One of the very strange observations about this bug is that the issue does not appear to occur with “NOT IN”; It would seem fairly safe to assume that they both share similar logic because of their similarity, but that appears to not be the case. In the query that was coming across this issue we have a mix of IN and NOT IN statements, both of which were using sub-selects, and yet once I removed the IN sub-select, everything worked fine.

In fact, removing the sub-select from the IN clause reduced query time from over an hour to a few seconds at the most; I’d call that a pretty big improvement.

The query itself seemed pretty innocuous – it looked something like this:

SELECT *
  FROM animals
 WHERE (species_id IN (SELECT species_id
                         FROM enemy_species
                        WHERE enemy_id = 123));

Pretty simple – the outer query uses the contents of the inner sub-select. You would expect the outer query, which resolves to use an index from the animals table, as the intermediate result looks something like this:

SELECT *
  FROM animals
 WHERE (species_id IN (1, 3, 5));

Imagine my surprise when this query, which accesses a table of 3M records with proper indices, was taking well over thirty minutes to run in some cases.

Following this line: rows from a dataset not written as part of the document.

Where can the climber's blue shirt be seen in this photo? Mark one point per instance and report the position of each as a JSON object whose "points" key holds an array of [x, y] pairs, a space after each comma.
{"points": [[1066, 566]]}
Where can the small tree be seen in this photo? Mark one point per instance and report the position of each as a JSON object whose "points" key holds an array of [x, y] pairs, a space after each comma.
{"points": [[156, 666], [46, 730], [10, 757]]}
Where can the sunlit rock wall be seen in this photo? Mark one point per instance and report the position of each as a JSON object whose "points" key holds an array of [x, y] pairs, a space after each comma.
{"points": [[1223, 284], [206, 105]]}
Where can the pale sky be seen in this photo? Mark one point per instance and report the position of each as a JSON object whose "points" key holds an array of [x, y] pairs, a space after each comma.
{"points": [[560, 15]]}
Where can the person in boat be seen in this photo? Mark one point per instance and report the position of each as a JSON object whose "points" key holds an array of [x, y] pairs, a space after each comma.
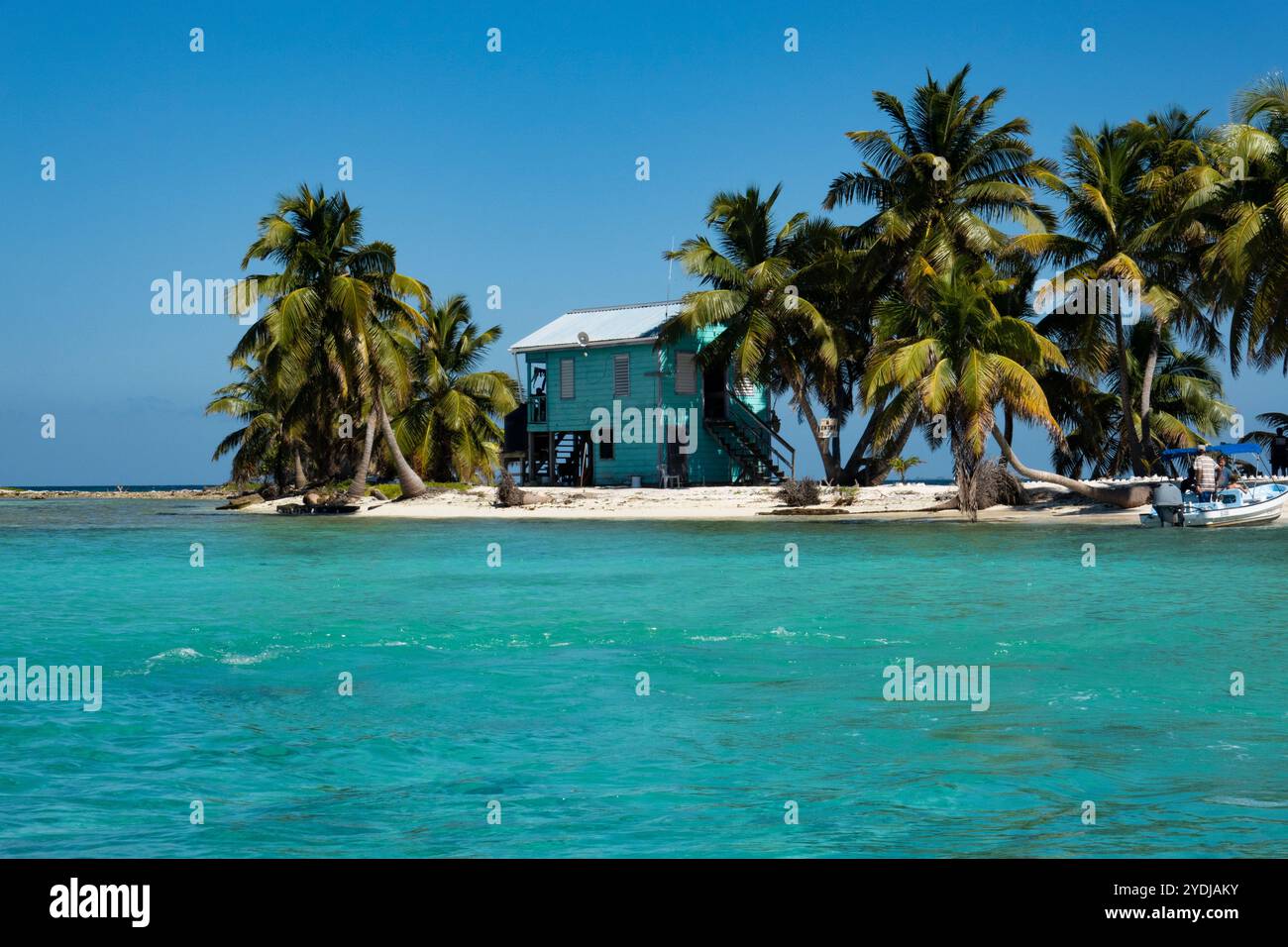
{"points": [[1223, 472], [1279, 454], [1205, 474]]}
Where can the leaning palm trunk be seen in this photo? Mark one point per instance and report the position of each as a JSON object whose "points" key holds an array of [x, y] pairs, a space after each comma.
{"points": [[411, 483], [1125, 496], [359, 486]]}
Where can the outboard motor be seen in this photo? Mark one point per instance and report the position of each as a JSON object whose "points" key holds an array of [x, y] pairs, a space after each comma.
{"points": [[1168, 504]]}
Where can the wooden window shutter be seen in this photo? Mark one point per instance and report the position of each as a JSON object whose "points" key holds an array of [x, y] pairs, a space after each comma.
{"points": [[621, 376], [567, 385]]}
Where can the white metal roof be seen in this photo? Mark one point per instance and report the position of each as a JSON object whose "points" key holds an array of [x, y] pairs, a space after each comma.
{"points": [[608, 326]]}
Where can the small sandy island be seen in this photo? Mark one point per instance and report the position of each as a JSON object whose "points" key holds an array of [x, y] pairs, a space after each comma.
{"points": [[893, 501]]}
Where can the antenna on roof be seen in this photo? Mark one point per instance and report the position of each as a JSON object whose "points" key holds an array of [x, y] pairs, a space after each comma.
{"points": [[670, 265]]}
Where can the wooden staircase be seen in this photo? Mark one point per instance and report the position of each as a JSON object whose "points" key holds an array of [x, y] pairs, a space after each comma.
{"points": [[751, 444]]}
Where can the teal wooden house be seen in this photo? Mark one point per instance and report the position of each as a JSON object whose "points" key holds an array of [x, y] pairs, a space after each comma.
{"points": [[605, 405]]}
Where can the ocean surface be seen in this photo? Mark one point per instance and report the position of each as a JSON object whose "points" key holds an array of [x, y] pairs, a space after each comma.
{"points": [[514, 689]]}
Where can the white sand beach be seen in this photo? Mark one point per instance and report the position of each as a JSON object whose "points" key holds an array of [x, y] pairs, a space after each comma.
{"points": [[892, 501]]}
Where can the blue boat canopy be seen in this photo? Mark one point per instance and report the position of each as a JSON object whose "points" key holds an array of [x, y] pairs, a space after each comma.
{"points": [[1212, 449]]}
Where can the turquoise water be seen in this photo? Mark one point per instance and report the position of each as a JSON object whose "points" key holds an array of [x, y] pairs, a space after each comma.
{"points": [[518, 684]]}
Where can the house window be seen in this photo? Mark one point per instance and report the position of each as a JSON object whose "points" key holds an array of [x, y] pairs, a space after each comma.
{"points": [[621, 376], [686, 372], [567, 386]]}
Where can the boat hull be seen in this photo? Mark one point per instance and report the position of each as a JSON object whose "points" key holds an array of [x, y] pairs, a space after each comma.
{"points": [[1260, 512]]}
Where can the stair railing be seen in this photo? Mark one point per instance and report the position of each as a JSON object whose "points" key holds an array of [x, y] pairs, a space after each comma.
{"points": [[748, 416]]}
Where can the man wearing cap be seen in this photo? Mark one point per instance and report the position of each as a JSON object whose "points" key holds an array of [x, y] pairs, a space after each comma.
{"points": [[1205, 475]]}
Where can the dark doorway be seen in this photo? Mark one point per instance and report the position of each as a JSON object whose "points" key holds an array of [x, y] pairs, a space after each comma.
{"points": [[715, 394]]}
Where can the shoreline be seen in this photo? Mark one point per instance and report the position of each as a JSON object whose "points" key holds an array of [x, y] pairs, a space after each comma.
{"points": [[890, 502], [69, 493]]}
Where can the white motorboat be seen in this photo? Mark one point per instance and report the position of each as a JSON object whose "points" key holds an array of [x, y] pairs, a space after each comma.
{"points": [[1253, 505]]}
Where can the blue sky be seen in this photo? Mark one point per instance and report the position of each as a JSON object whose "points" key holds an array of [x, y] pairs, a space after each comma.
{"points": [[513, 169]]}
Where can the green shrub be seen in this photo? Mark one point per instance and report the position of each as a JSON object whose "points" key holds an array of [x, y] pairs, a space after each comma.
{"points": [[799, 492]]}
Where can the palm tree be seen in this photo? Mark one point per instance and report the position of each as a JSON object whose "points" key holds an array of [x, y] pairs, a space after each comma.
{"points": [[263, 444], [335, 313], [954, 356], [943, 179], [1131, 234], [450, 425], [1186, 403], [1248, 192], [769, 331], [902, 466]]}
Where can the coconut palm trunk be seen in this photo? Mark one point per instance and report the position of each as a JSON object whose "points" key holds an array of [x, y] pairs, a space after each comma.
{"points": [[1126, 496], [1128, 415], [831, 470], [359, 486], [411, 483], [1146, 388]]}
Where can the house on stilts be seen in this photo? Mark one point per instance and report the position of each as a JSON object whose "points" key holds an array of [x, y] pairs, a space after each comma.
{"points": [[605, 405]]}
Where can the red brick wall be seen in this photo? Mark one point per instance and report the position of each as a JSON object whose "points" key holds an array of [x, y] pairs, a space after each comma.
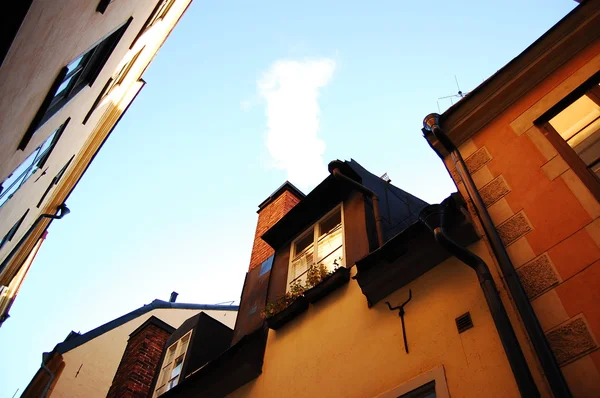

Solution: Pre-load the contents of the sub-select

The quickest solution is likely to re-write the query with a pre-loaded set of data (i.e pre-fetch the results to be used for the condition of the inner IN), and then just produce a query like what the query planner should make. In this case, something like this:

species_ids = Species.find(:conditions => {:enemy_id => 123}).collect({|s| s.id})
animals = Animal.find(:conditions => ["species_id IN ?", species_ids])

Solution: Re-write the query as a JOIN or use a temporary table

Some queries you could re-write as a JOIN statement, or use a temporary table with an index to optimize your sub-query results if need be.